Regression Decision Forest

Decision forest regression is a special case of the Decision Forest model.

Details

Given:

  • \(n\) feature vectors \(X = \{x_1 = (x_{11}, \ldots, x_{1p}), \ldots, x_n = (x_{n1}, \ldots, x_{np}) \}\) of size \(p\);

  • their non-negative sample weights \(w = (w_1, \ldots, w_n)\);

  • the vector of responses \(y = (y_1, \ldots, y_n)\)

The problem is to build a decision forest regression model that minimizes the Mean-Square Error (MSE) between the predicted and true value.

Training Stage

Decision forest regression follows the algorithmic framework of decision forest training algorithm based on the mean-squared error (MSE) [Breiman84]. If sample weights are provided as input, the library uses a weighted version of the algorithm.

MSE is an impurity metric (\(D\) is a set of observations that reach the node), calculated as follows:

Decision Forest Regression: impurity calculations

Without sample weights

With sample weights

\(I_{\mathrm{MSE}}\left(D\right) = \frac{1}{W(D)} \sum _{i=1}^{W(D)}{\left(y_i - \frac{1}{W(D)} \sum _{j=1}^{W(D)} y_j \right)}^{2}\)

\(I_{\mathrm{MSE}}\left(D\right) = \frac{1}{W(D)} \sum _{i \in D}{w_i \left(y_i - \frac{1}{W(D)} \sum _{j \in D} w_j y_j \right)}^{2}\)

\(W(S) = \sum_{s \in S} 1\), which is equivalent to the number of elements in \(S\)

\(W(S) = \sum_{s \in S} w_s\)

Prediction Stage

Given decision forest regression model and vectors \(x_1, \ldots, x_r\), the problem is to calculate the responses for those vectors.
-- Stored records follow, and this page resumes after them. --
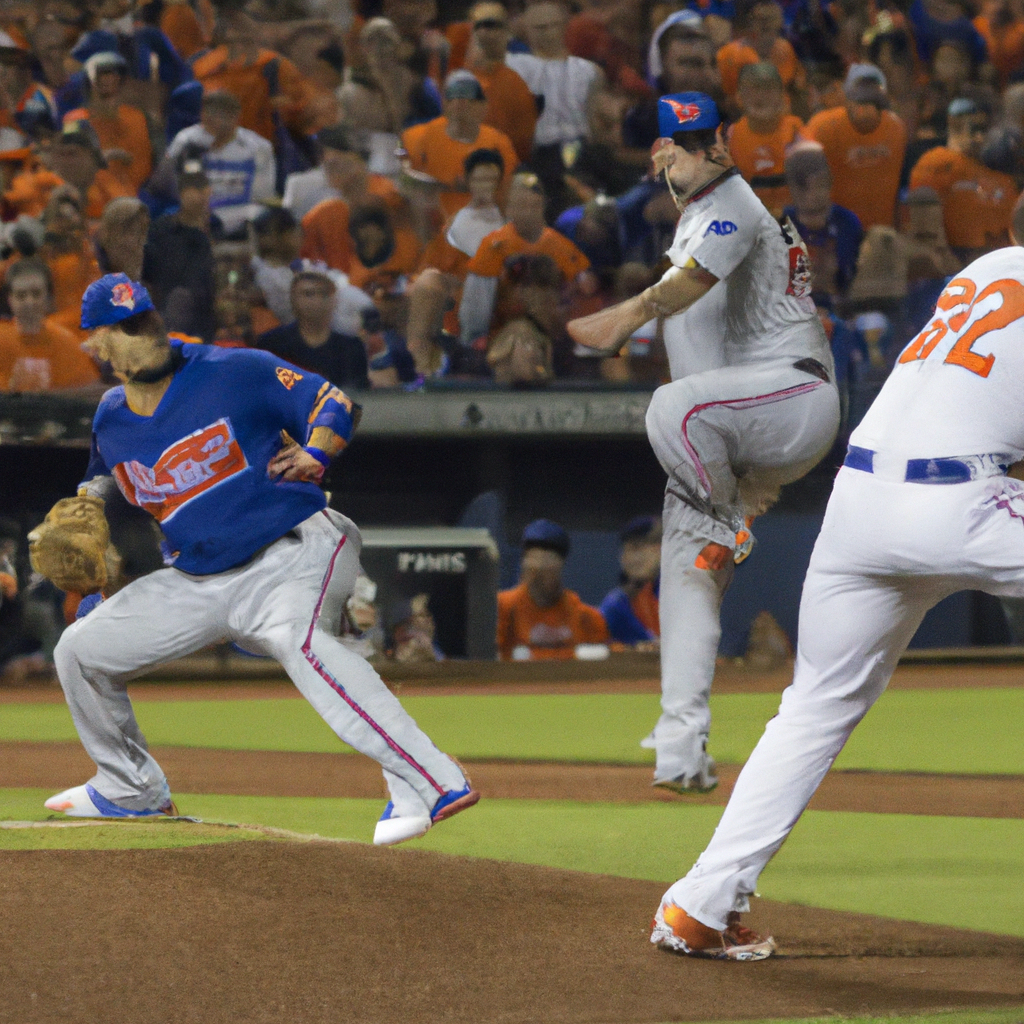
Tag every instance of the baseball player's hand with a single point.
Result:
(294, 463)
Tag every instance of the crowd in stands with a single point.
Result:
(392, 192)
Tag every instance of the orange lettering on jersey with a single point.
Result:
(964, 292)
(1012, 307)
(288, 377)
(185, 470)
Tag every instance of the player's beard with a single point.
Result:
(156, 374)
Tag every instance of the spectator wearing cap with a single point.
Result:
(303, 189)
(541, 620)
(239, 163)
(631, 610)
(525, 233)
(682, 56)
(832, 233)
(439, 147)
(759, 37)
(435, 295)
(77, 158)
(177, 263)
(310, 340)
(511, 108)
(122, 129)
(262, 81)
(761, 138)
(977, 202)
(864, 144)
(327, 237)
(36, 352)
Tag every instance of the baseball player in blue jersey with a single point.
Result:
(226, 449)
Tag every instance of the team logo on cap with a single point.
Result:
(684, 112)
(122, 295)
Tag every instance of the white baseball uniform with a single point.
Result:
(729, 436)
(922, 509)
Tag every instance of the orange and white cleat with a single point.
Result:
(677, 932)
(744, 542)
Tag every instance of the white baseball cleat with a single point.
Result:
(674, 930)
(85, 802)
(393, 827)
(702, 780)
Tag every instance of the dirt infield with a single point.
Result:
(274, 773)
(280, 932)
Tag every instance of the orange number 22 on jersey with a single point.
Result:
(964, 292)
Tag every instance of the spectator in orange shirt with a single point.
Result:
(481, 309)
(1001, 26)
(760, 139)
(381, 255)
(540, 620)
(977, 203)
(759, 24)
(439, 147)
(442, 266)
(27, 184)
(325, 227)
(37, 354)
(77, 158)
(69, 255)
(864, 145)
(241, 67)
(511, 107)
(122, 130)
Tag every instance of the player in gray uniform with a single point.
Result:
(729, 437)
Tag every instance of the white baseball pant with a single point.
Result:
(287, 602)
(728, 439)
(887, 552)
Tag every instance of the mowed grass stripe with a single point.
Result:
(964, 872)
(971, 731)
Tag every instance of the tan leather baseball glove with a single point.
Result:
(69, 547)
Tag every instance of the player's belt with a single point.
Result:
(958, 470)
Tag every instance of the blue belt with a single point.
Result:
(960, 470)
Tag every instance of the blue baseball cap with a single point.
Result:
(686, 112)
(548, 535)
(112, 299)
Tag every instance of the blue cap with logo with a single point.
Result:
(686, 112)
(548, 535)
(112, 299)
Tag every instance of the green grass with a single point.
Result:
(963, 872)
(909, 730)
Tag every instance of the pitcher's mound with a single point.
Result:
(282, 932)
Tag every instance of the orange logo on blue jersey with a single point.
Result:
(185, 470)
(288, 377)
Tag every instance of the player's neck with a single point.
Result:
(143, 398)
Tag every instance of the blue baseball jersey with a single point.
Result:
(199, 464)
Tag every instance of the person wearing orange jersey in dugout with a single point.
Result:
(864, 145)
(541, 620)
(977, 202)
(759, 141)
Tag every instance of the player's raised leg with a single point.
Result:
(296, 621)
(155, 619)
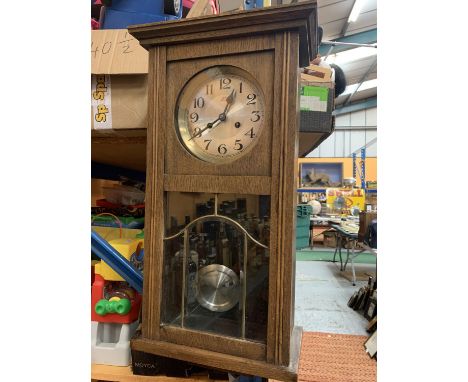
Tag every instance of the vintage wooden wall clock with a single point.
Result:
(221, 176)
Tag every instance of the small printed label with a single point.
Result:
(101, 101)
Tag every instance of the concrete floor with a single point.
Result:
(322, 294)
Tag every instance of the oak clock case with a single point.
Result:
(221, 178)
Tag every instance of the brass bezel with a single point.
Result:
(181, 111)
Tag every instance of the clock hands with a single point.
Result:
(221, 117)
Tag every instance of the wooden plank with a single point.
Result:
(125, 374)
(154, 220)
(214, 342)
(301, 17)
(217, 48)
(254, 185)
(216, 360)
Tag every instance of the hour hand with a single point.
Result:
(229, 101)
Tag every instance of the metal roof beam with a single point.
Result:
(367, 37)
(361, 105)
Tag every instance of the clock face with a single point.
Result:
(220, 114)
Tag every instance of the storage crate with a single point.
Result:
(303, 212)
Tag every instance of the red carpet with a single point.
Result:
(327, 357)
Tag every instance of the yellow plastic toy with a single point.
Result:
(126, 247)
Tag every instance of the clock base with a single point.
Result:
(225, 361)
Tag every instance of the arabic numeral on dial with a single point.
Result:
(255, 117)
(222, 149)
(196, 132)
(198, 102)
(207, 144)
(225, 83)
(250, 133)
(194, 117)
(251, 99)
(238, 145)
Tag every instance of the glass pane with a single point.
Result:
(225, 288)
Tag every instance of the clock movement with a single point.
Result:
(221, 179)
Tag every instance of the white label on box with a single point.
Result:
(101, 101)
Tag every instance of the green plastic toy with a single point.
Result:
(121, 307)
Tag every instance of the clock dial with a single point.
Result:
(220, 114)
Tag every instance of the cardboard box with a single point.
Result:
(119, 84)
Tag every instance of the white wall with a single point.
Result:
(352, 131)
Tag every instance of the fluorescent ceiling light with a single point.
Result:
(351, 55)
(365, 85)
(357, 6)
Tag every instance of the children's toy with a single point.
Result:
(115, 298)
(116, 262)
(114, 302)
(110, 343)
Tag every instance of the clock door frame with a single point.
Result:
(275, 175)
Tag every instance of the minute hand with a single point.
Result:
(221, 117)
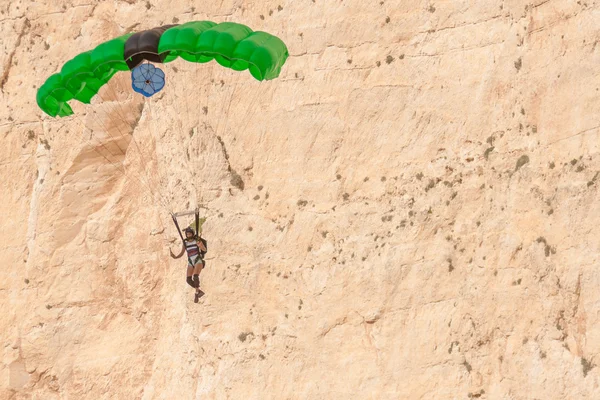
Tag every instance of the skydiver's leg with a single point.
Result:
(197, 269)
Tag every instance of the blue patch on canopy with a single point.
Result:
(147, 79)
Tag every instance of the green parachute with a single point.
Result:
(230, 44)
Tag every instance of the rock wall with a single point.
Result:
(410, 211)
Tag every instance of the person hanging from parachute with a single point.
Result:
(231, 45)
(195, 246)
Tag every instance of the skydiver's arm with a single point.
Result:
(180, 254)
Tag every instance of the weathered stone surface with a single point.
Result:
(410, 211)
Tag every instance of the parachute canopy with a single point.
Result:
(231, 44)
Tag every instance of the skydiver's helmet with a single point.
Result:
(189, 230)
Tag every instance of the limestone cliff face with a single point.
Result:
(411, 211)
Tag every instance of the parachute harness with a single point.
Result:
(196, 213)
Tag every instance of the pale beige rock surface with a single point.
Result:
(419, 216)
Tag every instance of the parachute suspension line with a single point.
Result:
(187, 110)
(139, 177)
(251, 107)
(101, 122)
(153, 132)
(94, 147)
(180, 234)
(124, 120)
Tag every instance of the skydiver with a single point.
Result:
(195, 246)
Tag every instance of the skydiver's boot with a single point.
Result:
(190, 282)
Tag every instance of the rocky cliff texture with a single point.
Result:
(409, 212)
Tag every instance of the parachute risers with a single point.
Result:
(197, 225)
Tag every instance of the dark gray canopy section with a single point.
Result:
(144, 46)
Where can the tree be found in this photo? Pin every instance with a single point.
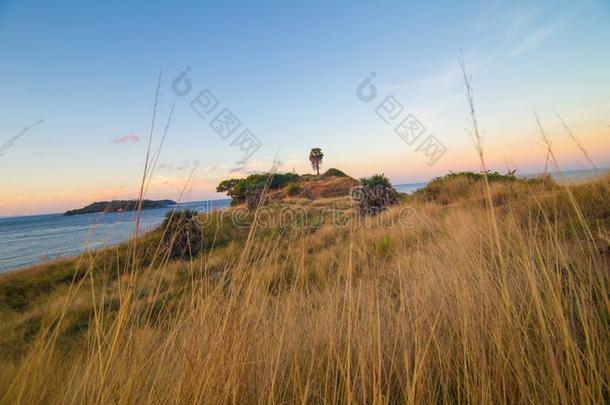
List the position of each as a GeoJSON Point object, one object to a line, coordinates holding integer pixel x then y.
{"type": "Point", "coordinates": [315, 157]}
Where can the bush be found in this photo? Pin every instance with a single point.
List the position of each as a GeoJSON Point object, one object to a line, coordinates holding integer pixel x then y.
{"type": "Point", "coordinates": [293, 189]}
{"type": "Point", "coordinates": [374, 195]}
{"type": "Point", "coordinates": [239, 189]}
{"type": "Point", "coordinates": [332, 172]}
{"type": "Point", "coordinates": [183, 237]}
{"type": "Point", "coordinates": [253, 198]}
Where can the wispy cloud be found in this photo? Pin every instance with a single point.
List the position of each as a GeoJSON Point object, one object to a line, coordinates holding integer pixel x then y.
{"type": "Point", "coordinates": [14, 139]}
{"type": "Point", "coordinates": [534, 38]}
{"type": "Point", "coordinates": [126, 139]}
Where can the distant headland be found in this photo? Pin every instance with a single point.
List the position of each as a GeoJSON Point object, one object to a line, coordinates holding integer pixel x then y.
{"type": "Point", "coordinates": [120, 206]}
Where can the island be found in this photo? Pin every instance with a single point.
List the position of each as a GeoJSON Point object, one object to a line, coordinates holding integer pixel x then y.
{"type": "Point", "coordinates": [120, 206]}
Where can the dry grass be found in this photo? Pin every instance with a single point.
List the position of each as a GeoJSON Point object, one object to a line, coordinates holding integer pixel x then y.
{"type": "Point", "coordinates": [339, 314]}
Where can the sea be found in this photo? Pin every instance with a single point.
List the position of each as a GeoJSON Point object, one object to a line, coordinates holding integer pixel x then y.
{"type": "Point", "coordinates": [29, 240]}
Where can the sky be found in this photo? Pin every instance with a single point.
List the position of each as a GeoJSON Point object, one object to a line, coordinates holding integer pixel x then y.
{"type": "Point", "coordinates": [293, 74]}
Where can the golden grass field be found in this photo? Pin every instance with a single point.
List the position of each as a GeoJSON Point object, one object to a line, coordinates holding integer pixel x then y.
{"type": "Point", "coordinates": [438, 299]}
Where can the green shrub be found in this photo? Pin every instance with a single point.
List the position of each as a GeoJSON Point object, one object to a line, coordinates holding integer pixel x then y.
{"type": "Point", "coordinates": [374, 195]}
{"type": "Point", "coordinates": [332, 172]}
{"type": "Point", "coordinates": [183, 237]}
{"type": "Point", "coordinates": [293, 189]}
{"type": "Point", "coordinates": [238, 189]}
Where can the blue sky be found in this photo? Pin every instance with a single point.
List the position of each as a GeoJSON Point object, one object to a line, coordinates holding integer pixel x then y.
{"type": "Point", "coordinates": [289, 72]}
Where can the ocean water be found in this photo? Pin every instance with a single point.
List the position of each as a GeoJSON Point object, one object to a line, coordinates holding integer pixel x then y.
{"type": "Point", "coordinates": [25, 241]}
{"type": "Point", "coordinates": [28, 240]}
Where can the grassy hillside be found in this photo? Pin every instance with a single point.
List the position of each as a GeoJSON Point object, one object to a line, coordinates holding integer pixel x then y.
{"type": "Point", "coordinates": [433, 300]}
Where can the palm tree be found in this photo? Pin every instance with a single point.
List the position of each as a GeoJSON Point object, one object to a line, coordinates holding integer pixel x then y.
{"type": "Point", "coordinates": [315, 157]}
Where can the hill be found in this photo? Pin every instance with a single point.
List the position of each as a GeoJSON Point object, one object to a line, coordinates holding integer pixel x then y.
{"type": "Point", "coordinates": [440, 298]}
{"type": "Point", "coordinates": [119, 206]}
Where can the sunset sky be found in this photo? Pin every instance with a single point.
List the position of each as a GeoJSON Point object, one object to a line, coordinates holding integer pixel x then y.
{"type": "Point", "coordinates": [289, 72]}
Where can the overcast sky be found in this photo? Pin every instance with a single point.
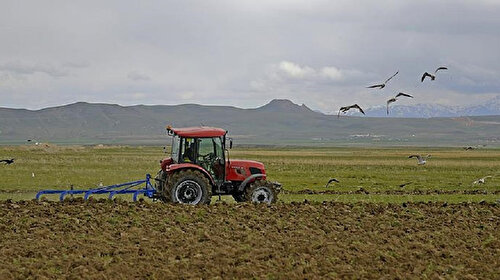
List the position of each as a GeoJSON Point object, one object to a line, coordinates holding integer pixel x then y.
{"type": "Point", "coordinates": [245, 53]}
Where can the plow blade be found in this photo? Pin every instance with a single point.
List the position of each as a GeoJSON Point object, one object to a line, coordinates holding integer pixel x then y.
{"type": "Point", "coordinates": [124, 188]}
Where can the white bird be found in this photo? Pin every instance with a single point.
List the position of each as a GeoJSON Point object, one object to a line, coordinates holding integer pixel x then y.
{"type": "Point", "coordinates": [381, 86]}
{"type": "Point", "coordinates": [482, 180]}
{"type": "Point", "coordinates": [331, 180]}
{"type": "Point", "coordinates": [421, 160]}
{"type": "Point", "coordinates": [394, 99]}
{"type": "Point", "coordinates": [347, 108]}
{"type": "Point", "coordinates": [433, 77]}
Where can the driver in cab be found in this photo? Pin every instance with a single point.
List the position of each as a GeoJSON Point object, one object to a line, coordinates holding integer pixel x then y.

To solve the problem for each given query vector \(x_i\), the algorithm finds the leaf node in a tree in the forest that gives the response by that tree as the mean of dependent variables. The forest predicts the response as the mean of responses from trees.

Out-of-bag Error

Decision forest regression follows the algorithmic framework for calculating the decision forest out-of-bag (OOB) error, where aggregation of the out-of-bag predictions in all trees and calculation of the OOB error of the decision forest is done as follows:

  • For each vector \(x_i\) in the dataset \(X\), predict its response \(\hat{y_i}\) as the mean of prediction from the trees that contain \(x_i\) in their OOB set:

    \(\hat{y_i} = \frac{1}{{|B}_{i}|}\sum _{b=1}^{|B_i|}\hat{y_{ib}}\), where \(B_i= \bigcup{T_b}: x_i \in \overline{D_b}\) and \(\hat{y_{ib}}\) is the result of prediction \(x_i\) by \(T_b\).

  • Calculate the OOB error of the decision forest T as the Mean-Square Error (MSE):

    \[OOB(T) = \frac{1}{|{D}^{\text{'}}|}\sum _{{y}_{i} \in {D}^{\text{'}}}\sum {(y_i-\hat{y_i})}^{2}, \text{where } {D}^{\text{'}}={\bigcup}_{b=1}^{B}\overline{{D}_{b}}\]
  • If OOB error value per each observation is required, then calculate the prediction error for \(x_i\):

    \[OOB(x_i) = {(y_i-\hat{y_i})}^{2}\]

Batch Processing

Decision forest regression follows the general workflow described in Decision Forest.

Training

For the description of the input and output, refer to Regression Usage Model.

In addition to the decision forest parameters described in Batch Processing, the training algorithm for decision forest regression has the following parameters:

Training Parameters for Decision Forest Regression (Batch Processing)

Parameter

Default Value

Description

algorithmFPType

float

The floating-point type that the algorithm uses for intermediate computations. Can be float or double.

method

defaultDense

The computation method used by the decision forest regression.

For CPU:

  • defaultDense - default performance-oriented method

  • hist - inexact histogram computation method

For GPU:

Output

In addition to the output of regression described in Regression Usage Model, decision forest regression calculates the result of decision forest. For more details, refer to Batch Processing.

Prediction

For the description of the input and output, refer to Regression Usage Model.

In addition to the parameters of regression, decision forest regression has the following parameters at the prediction stage:

Prediction Parameters for Decision Forest Regression (Batch Processing)

Parameter

Default Value

Description

algorithmFPType

float

The floating-point type that the algorithm uses for intermediate computations. Can be float or double.

method

defaultDense

The computation method used by the decision forest regression. The only prediction method supported so far is the default dense method.